What Are You Retiring To?

A flat editorial illustration of a middle-aged Black man sitting at a desk with a laptop and coffee, gazing upward at a thought bubble showing a beach hammock scene with palm trees and a sunset, rendered in crimson and white.

I’ve been thinking about retirement lately. Not because I have to — but because I’m turning 55 in June, and the question keeps finding me.

The first time I understood what retirement really meant, I wasn’t thinking about it at all. I was early in my career, working at the Louisiana Department of Social Services. Still figuring out how everything worked — the job, the politics, the unwritten rules. And I noticed something. The happiest people in that building weren’t the ones who loved their work the most. They were the ones who could leave.

They were state employees. Most of them had pensions — guaranteed income for the rest of their lives, locked in and waiting. And somehow, that changed everything about how they showed up. They weren’t anxious. They weren’t performing. They had already won the financial part of the game, and it showed.

I never forgot that.


Fast forward a few decades. By the FIRE framework — 25 times your annual expenses — I qualify. I’m not saying that to brag. I’m saying it because hitting a number you once thought was abstract has a way of forcing the real question into focus.

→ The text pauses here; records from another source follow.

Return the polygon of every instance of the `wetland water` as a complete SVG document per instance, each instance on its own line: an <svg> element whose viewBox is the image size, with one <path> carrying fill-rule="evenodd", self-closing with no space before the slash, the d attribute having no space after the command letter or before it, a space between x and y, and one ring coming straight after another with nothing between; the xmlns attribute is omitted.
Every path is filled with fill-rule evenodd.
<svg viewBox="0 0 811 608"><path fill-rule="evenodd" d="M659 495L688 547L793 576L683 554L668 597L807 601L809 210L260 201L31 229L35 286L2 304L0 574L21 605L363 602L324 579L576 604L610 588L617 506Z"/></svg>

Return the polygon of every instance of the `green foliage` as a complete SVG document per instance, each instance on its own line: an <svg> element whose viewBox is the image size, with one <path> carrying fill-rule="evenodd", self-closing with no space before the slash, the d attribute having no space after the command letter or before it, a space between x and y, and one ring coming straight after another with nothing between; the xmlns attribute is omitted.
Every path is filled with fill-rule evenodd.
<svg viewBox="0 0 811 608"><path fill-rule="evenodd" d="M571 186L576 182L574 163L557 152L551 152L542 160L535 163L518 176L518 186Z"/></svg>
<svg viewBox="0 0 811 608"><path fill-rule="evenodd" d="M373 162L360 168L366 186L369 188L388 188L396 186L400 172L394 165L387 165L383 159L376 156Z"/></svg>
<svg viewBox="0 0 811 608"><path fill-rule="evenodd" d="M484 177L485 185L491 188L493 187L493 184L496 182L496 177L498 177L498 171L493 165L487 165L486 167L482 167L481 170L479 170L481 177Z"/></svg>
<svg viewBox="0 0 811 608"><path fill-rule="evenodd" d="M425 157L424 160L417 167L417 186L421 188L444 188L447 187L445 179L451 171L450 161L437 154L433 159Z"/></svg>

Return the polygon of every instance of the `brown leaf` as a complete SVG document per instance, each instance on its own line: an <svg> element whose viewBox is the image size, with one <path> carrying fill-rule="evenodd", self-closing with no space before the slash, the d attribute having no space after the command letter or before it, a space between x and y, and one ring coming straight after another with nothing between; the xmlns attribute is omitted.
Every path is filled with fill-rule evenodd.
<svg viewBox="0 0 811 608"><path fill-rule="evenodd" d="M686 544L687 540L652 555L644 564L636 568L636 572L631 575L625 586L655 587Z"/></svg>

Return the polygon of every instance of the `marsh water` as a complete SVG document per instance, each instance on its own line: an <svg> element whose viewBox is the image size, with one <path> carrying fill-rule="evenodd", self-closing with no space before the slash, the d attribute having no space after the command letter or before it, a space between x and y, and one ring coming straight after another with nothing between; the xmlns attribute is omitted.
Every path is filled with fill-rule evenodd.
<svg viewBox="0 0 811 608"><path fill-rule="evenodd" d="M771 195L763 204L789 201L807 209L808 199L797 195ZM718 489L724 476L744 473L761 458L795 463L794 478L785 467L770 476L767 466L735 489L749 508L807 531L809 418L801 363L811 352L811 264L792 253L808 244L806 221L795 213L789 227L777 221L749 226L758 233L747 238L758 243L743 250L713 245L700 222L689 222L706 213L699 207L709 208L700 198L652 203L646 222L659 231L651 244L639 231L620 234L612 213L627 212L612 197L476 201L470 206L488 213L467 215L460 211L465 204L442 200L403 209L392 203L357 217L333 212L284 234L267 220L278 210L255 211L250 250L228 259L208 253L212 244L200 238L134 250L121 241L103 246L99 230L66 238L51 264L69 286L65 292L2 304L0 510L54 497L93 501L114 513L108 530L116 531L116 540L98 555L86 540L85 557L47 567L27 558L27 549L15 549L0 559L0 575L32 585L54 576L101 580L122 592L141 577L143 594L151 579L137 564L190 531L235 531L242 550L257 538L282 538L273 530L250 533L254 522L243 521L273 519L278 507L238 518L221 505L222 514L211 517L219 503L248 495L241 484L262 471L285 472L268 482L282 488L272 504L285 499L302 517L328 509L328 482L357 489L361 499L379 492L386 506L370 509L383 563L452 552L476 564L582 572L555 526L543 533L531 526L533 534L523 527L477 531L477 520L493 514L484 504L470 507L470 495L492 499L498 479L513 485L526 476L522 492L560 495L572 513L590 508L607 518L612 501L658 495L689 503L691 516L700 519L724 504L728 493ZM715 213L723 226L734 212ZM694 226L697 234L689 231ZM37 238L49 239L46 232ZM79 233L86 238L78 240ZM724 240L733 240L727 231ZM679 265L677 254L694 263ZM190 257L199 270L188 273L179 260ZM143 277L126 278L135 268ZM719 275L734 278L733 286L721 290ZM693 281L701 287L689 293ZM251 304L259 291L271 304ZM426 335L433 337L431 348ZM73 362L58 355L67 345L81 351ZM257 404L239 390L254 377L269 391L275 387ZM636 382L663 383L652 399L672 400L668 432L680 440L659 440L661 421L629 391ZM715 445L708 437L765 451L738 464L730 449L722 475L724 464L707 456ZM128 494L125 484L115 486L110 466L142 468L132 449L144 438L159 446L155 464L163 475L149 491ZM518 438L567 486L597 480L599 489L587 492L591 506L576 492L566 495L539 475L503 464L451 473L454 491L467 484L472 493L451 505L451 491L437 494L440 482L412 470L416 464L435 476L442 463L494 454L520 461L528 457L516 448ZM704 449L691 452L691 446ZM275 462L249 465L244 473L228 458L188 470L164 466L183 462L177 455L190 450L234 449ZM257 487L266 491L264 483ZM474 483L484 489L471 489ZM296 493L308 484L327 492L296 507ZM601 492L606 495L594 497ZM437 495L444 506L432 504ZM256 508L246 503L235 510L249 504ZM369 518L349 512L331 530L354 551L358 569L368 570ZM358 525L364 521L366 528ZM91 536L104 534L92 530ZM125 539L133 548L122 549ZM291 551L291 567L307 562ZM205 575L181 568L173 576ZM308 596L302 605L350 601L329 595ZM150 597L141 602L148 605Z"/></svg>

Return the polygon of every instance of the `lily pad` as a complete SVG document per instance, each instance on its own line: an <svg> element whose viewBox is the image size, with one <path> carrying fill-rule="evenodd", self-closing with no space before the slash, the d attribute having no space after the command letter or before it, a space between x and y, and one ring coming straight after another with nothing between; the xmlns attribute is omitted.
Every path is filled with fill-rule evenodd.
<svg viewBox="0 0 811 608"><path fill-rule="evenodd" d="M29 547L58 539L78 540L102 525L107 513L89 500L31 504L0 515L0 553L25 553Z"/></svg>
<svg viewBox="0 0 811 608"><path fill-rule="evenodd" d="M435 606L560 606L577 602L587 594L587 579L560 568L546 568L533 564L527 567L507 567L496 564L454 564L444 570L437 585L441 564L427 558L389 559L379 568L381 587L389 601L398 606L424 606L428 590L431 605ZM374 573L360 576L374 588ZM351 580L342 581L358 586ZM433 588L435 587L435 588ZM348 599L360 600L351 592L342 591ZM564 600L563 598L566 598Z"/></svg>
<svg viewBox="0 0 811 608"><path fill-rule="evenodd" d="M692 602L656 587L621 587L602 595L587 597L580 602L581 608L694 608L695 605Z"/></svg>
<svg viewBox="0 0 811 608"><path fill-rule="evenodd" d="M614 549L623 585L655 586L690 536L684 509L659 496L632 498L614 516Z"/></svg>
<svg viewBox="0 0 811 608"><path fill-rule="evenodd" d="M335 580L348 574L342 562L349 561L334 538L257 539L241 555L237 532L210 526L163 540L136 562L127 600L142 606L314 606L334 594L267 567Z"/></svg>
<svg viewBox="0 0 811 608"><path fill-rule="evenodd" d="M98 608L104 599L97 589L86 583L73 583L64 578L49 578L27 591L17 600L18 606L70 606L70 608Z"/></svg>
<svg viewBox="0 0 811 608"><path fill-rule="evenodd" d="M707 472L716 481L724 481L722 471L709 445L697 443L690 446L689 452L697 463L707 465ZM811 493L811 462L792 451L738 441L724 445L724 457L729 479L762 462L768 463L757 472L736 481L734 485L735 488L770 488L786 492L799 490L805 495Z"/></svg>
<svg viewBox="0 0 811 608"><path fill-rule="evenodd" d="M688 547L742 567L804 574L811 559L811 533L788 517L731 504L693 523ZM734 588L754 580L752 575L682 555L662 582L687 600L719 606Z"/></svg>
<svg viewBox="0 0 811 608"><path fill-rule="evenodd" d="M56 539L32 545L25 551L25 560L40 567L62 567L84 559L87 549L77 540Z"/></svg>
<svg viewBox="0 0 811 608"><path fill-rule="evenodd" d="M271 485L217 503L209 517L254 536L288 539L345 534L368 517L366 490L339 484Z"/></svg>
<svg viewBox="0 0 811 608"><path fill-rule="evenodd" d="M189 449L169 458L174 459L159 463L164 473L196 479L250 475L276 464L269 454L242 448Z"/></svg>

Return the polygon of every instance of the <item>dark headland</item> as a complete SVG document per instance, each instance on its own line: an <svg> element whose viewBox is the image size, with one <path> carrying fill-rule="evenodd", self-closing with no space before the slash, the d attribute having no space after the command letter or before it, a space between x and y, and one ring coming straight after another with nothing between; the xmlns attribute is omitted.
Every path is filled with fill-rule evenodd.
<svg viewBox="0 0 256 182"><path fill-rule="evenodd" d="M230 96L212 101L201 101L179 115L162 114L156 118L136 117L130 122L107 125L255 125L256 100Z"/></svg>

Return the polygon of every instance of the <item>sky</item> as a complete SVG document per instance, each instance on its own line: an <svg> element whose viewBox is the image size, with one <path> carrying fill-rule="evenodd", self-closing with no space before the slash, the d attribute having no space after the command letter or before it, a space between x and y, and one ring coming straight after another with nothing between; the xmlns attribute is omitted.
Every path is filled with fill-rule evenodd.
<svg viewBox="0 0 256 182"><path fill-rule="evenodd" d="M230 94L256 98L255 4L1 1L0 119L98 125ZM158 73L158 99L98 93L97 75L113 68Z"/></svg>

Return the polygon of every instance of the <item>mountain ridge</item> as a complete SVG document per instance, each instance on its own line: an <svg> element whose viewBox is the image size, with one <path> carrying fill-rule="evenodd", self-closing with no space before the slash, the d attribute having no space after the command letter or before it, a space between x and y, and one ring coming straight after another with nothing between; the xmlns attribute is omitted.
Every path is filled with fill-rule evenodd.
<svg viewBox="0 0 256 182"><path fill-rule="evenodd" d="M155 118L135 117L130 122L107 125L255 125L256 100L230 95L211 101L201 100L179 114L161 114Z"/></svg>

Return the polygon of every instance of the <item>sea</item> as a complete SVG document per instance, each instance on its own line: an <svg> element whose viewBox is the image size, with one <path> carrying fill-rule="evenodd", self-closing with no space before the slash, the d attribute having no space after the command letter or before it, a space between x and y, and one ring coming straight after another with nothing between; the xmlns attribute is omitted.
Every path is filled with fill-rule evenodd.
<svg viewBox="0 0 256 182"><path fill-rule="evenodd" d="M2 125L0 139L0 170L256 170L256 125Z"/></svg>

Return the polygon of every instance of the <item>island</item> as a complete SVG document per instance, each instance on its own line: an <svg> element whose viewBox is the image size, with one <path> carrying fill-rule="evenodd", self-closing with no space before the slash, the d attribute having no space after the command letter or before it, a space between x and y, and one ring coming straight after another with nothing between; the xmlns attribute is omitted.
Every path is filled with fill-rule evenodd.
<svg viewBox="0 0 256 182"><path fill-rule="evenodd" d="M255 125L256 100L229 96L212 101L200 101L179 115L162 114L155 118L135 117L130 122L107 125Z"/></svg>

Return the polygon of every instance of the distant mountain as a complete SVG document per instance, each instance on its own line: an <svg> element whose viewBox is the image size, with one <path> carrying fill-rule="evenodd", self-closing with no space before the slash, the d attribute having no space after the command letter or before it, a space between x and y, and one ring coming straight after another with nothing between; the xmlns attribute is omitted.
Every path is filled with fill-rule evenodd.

And the real question isn’t can I retire?

It’s what would I be retiring to?

That distinction matters more than any spreadsheet. Retiring from something is just running away with a better exit strategy. If you retire because you’re burned out, or because you resent Mondays, or because you’ve been counting down for years — that’s not retirement. That’s escape. And escape rarely delivers what we think it will.

Retiring toward something is different. It requires knowing what you actually want your days to look like. Not in vague terms — not “travel more” or “spend time with family” — but specifically. What do you do at 10 a.m. on a Tuesday when no one is telling you where to be?


My mother worked until she was around 75. She was a guidance counselor — and a good one. When people asked her about retirement, she had a question ready for them.

“Why would I retire to go be a Walmart greeter?”

She wasn’t being dismissive. She was making a point that most retirement conversations miss entirely. She had meaningful work. Work that used everything she knew, work that mattered to people. The alternative — stepping away from that to fill time with something smaller — wasn’t appealing. Not because she was afraid of slowing down, but because she hadn’t found anything worth slowing down for.

That’s the question she was really asking. Not why retire? but what are you retiring to?


I think about photography. I think about the blog. I think about real estate, cycling, time — the kind of time that doesn’t get carved up before you can use it. I think about what I’d build if the job wasn’t in the frame.

But here’s the thing: I like my job. Not love — like. It’s challenging, it’s rewarding, and at the end of the day it’s still a job. But liking it matters more than I used to think. It means I’m not running from anything. And that changes the retirement question entirely.

There’s a version of this conversation that treats retirement as the finish line — the reward waiting at the end of a long race. Work hard enough, save enough, and then you get to rest. But rest from what? And rest toward what?

The happiest people I watched all those years ago at Social Services weren’t happy because they’d stopped working. They were happy because they’d built enough — enough security, enough options, enough clarity — that whatever they did next was a choice. Not an obligation.

That’s what I want. Not early retirement. Not late retirement. The version where I decide, every day, that this is still worth doing. And on the day it isn’t — I want to be ready.

The number matters. The options matter. But the clarity matters most.

So the question I keep sitting with isn’t whether I can retire. It’s whether I know what I’m retiring to. And if I don’t have a good answer yet, that’s not a reason to wait — it’s a reason to start figuring it out now.

Because one day the option will be there. I’d rather know what I’m walking toward when it is.